A une heure et demie de marche de Lopigna, le hameau de Cruica nous raconte l'histoire de la naissance d'une petite communauté villageoise et de son déclin progressif, vaincue par l'isolement. L'électricité n'arrive toujours pas jusque là, pas plus que le facteur. Construit au milieu du XIX siècle par deux frères qui y firent venir leurs familles, sans doute attirés par la présence de l'eau et de pâturages sur les hauteurs avoisinantes, le hameau compta jusqu'à 7 familles réparties en deux bâtiments. Une école y fût même installée, la salle de classe au rez-de-chaussée, un escalier de meunier menant à l'unique pièce de l'appartement de l'institutrice au dessus. Cette classe fût fermée en 1942 ou 1943. La dernière institutrice de Cruica est revenue en 2007, à 93 ans, faire une visite à son ancienne école, qui occupe une des unités du grand bâtiment où vivaient 6 des 7 familles. Une maison indépendante complétait ce hameau, toujours occupée par le dernier habitant de Cruica, tel un Robinson du Cruzzini, Jeannot, si modeste, si discret mais tellement accueillant avec les visiteurs. Son potager est magnifique et il pratique encore un peu d'élevage. Héroïne de ce hameau isolé d'un fond de vallée Corse, sa mère, une des dernières habitantes de Cruica a reçu la médaille de la famille des mains du Président de la République dans les années 80 et a donc été accueillie au Palais de l'Élysée !

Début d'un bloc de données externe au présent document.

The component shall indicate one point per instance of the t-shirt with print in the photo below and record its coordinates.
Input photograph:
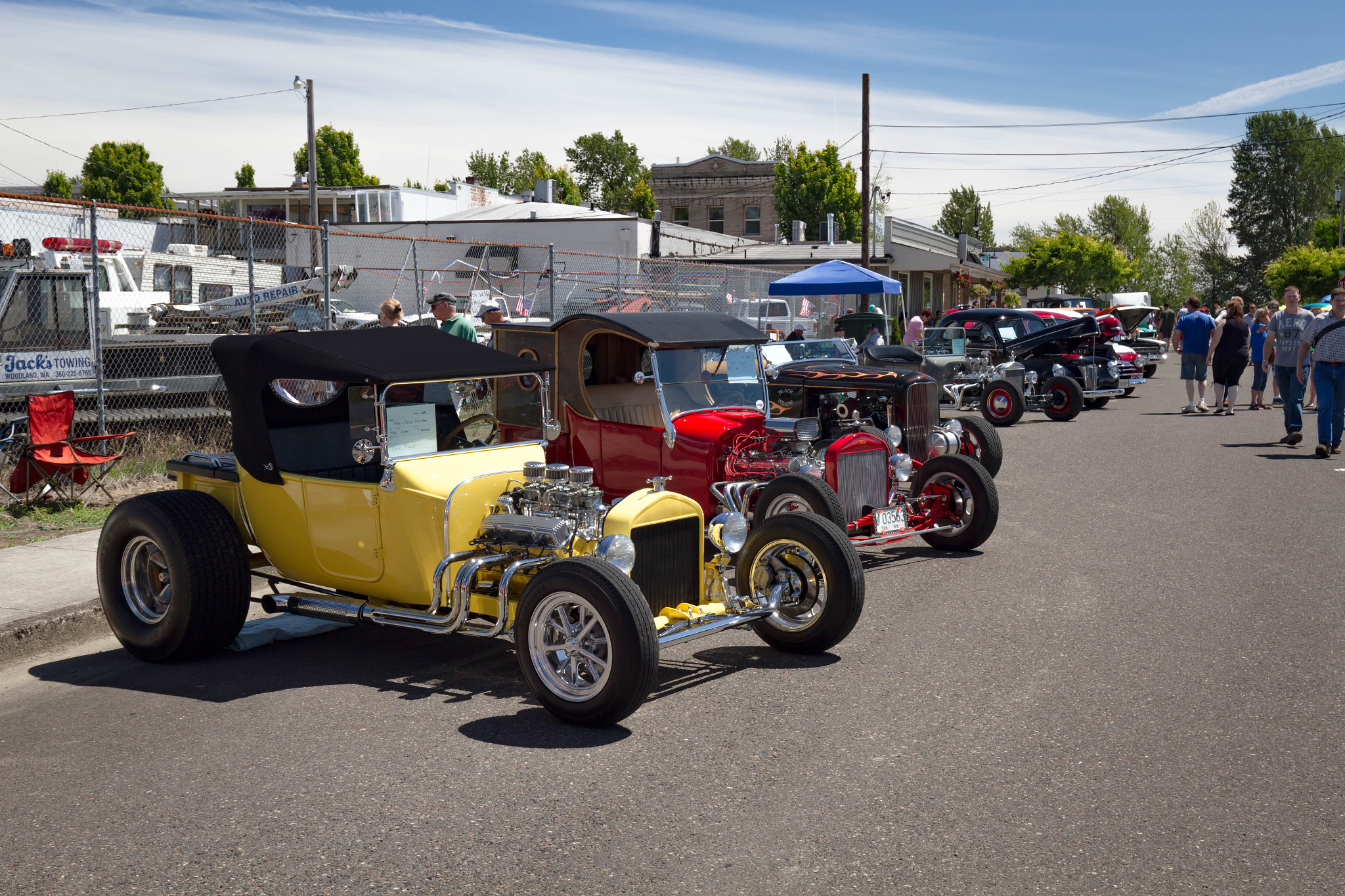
(1195, 330)
(1289, 332)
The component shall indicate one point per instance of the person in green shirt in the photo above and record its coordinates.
(444, 309)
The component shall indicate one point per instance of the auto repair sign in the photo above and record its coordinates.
(16, 367)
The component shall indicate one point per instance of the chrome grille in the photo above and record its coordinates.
(921, 412)
(861, 480)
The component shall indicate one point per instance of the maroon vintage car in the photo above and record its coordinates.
(684, 395)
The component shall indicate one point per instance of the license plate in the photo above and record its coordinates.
(889, 521)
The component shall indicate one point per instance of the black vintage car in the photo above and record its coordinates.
(1005, 362)
(824, 379)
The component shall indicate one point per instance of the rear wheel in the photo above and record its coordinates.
(794, 494)
(971, 501)
(1066, 398)
(820, 578)
(585, 641)
(1002, 403)
(982, 442)
(173, 575)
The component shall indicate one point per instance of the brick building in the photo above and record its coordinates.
(718, 194)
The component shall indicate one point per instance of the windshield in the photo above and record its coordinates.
(695, 379)
(807, 350)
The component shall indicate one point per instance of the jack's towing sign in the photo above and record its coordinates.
(16, 367)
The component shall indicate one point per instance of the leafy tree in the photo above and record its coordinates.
(123, 174)
(1285, 169)
(735, 148)
(607, 169)
(1313, 270)
(1083, 265)
(810, 184)
(58, 184)
(338, 160)
(959, 217)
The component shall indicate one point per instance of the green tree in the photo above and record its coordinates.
(961, 217)
(123, 174)
(1083, 265)
(1313, 270)
(735, 148)
(810, 184)
(1285, 169)
(607, 169)
(58, 184)
(338, 160)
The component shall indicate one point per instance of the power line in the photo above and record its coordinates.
(1126, 121)
(162, 105)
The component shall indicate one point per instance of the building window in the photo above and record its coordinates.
(752, 221)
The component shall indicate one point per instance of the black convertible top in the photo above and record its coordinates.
(384, 355)
(670, 328)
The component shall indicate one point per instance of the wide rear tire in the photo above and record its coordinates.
(1066, 398)
(585, 641)
(973, 499)
(981, 442)
(173, 575)
(1002, 403)
(824, 594)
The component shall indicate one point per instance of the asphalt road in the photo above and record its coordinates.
(1133, 688)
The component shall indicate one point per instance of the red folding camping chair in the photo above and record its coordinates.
(51, 461)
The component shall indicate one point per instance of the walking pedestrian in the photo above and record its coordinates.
(1282, 337)
(1229, 349)
(1325, 337)
(1258, 343)
(1191, 337)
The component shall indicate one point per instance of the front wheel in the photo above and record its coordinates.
(1002, 403)
(970, 501)
(982, 442)
(585, 643)
(1066, 400)
(817, 571)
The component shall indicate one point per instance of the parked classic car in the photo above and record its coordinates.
(825, 379)
(684, 395)
(372, 473)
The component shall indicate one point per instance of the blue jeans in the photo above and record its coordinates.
(1329, 381)
(1292, 391)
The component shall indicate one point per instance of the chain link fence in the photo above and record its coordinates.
(136, 350)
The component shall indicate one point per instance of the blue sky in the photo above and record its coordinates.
(424, 83)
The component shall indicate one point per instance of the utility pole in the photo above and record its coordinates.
(864, 181)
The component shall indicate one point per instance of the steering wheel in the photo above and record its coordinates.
(456, 433)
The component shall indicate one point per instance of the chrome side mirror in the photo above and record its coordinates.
(363, 452)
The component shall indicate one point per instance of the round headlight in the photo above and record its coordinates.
(728, 532)
(900, 468)
(618, 550)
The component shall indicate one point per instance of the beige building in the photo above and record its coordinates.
(718, 194)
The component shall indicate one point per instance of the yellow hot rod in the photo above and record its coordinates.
(369, 473)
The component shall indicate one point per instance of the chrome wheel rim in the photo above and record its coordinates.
(144, 580)
(787, 503)
(805, 594)
(571, 649)
(959, 499)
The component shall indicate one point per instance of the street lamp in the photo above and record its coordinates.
(305, 91)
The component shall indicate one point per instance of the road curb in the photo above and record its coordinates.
(53, 630)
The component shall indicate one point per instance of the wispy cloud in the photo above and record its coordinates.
(942, 49)
(1265, 92)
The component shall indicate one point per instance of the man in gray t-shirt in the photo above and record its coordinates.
(1283, 335)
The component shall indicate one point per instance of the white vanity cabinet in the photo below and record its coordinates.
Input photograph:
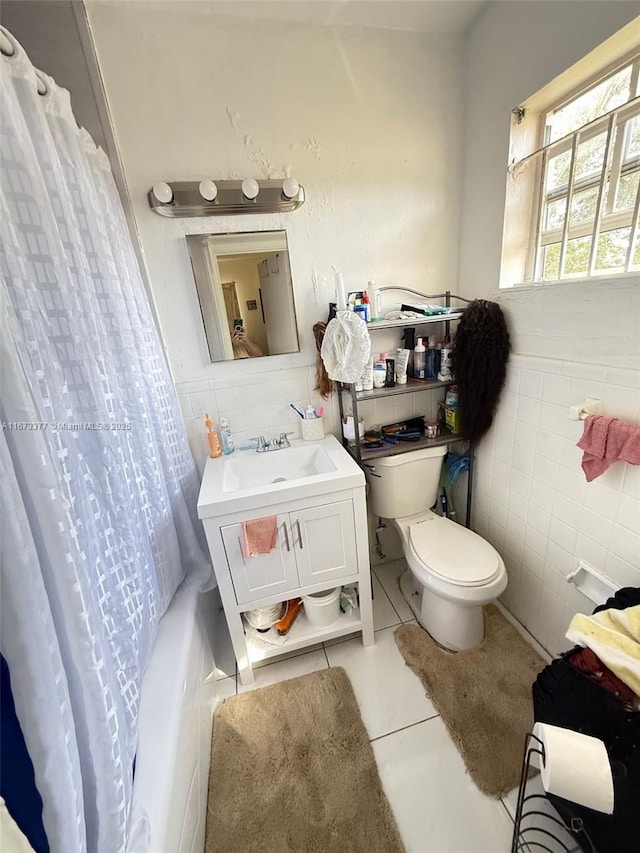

Cruica dominé par la Punta San Eliseo. On distingue encore les terrasses sous le grand bâtiment et les châtaigniers dans les vallons

Sur le cadastre napoléonien relevé l'été 1844 par le "géomètre 2ème classe Souvigné" celui-ci note qu'il existe un "moulin à blé", à proximité du chemin menant à Cruica. Lorsque l'on voit aujourd'hui le maquis à perte de vue, il est difficile d'imaginer qu'il y avait dans cette vallée des champs de céréales, des oliveraies, des jardins, des châtaigneraies et certainement de la vigne sur les plus belles parcelles, le reste servant de pâtures.

 


Après un siècle et demi d'occupation humaine, on distingue encore parfaitement autour du hameau les châtaigneraies dans les vallons, les anciennes oliveraies à l'abandon et les terrasses qu'occupaient les jardins. On peut aussi y voir un four à pain collectif et un séchoir à châtaignes malheureusement à l'abandon, menacé de ruine. 

          

          

Le bâtiment principal de Cruica présente une superbe architecture rustique de montagne du XIXè siècle

Une piste uniquement praticable en 4X4 tout terrain, permet de rejoindre Cruica, mais c'est à pied qu'il faut l'emprunter pour éprouver la dureté et la beauté de ce lieu qui témoigne de ce qu'était l'isolement de la vie rurale avant les routes et l'automobile. Autrefois des chemins, aujourd'hui mangés par le maquis et la forêt, permettaient de rejoindre le col de Vergio et Sari d'Orcino, mais aussi le sommet de San Eliséo, lieu de pâture pour le bétail, ou encore le col de Tartavelle. Du sommet de San Eliséo on pouvait contempler la vallée de la Gravonne, Ajaccio et même la Sardaigne par temps très clair. Mais il fallait au moins 7 à 8 heures de marche pour se rendre à Ajaccio par le col de Vergio et la Bocca di Sarzoggiu. Autant dire qu'aller vendre des fromages ou de la charcuterie au marché d'Ajaccio était une entreprise plus qu'hasardeuse. 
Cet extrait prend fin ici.